Biografi B.J. Habibie, Perjuangan dan Cita-Citanya untuk Indonesia

Tiap-tiap yang bernyawa pasti akan merasakan mati. Begitulah bunyi dari salah satu ayat Al-Qur’an, kitab suci umat Islam. Sebagaimana makna dari ayat tersebut, Prof. Dr. Ing. Bacharuddin Jusuf Habibie (B.J. Habibie) juga tidak lepas dari aturan yang ditetapkan oleh Tuhan dari agama yang ia anut. Sosok yang dikenal sebagai bapak demokrasi Indonesia ini akhirnya meninggal dunia pada hari Rabu, 11 September 2019 pukul 18.05 WIB, setelah mendapatkan perawatan insentif di RSPAD Gatot Soebroto, Jakarta.

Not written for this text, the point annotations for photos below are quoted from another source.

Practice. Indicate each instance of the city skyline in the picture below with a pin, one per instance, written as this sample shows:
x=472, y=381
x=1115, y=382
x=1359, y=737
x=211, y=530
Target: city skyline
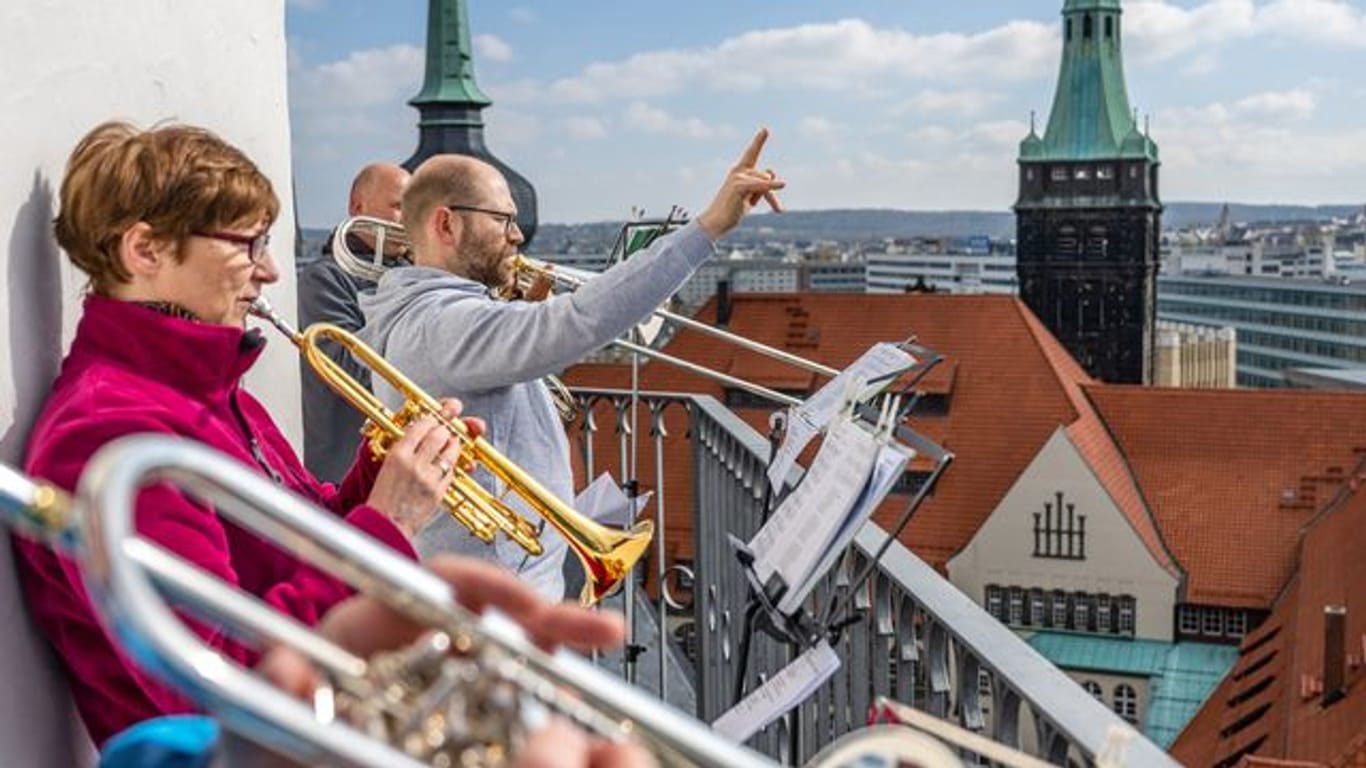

Sebagai sebuah bangsa, tentunya seluruh masyarakat Indonesia merasa sangat kehilangan atas kepergian eyang Habibie. Akan tetapi, sebagai generasi penerusnya, kita tidak boleh lama bersedih. Sebaliknya, kita harus bisa meneruskan perjuangan dan cita-cita eyang, serta meneladani nilai-nilai yang ia ajarkan kepada kita semua. Untuk itu, mari sama-sama kita mengenal sosok habibie melalui biografi singkatnya di bawah ini, yang telah Shopback rangkum dari berbagai sumber.

Riwayat Keluarga dan Masa Kecil Habibie

Bacharuddin Jusuf Habibie lahir pada 25 Juni 1936 dari pasangan Alwi Abdul Jalil Habibie dan Raden Ayu Tuti Marini Puspowardojo. Ayahnya berasal dari etnis Gorontalo dan berprofesi sebagai seorang ahli pertanian di wilayah Indonesia Timur, sementara ibunya berasal dari etnis Jawa yang merupakan anak dari seorang dokter spesialis mata di Jogjakarta.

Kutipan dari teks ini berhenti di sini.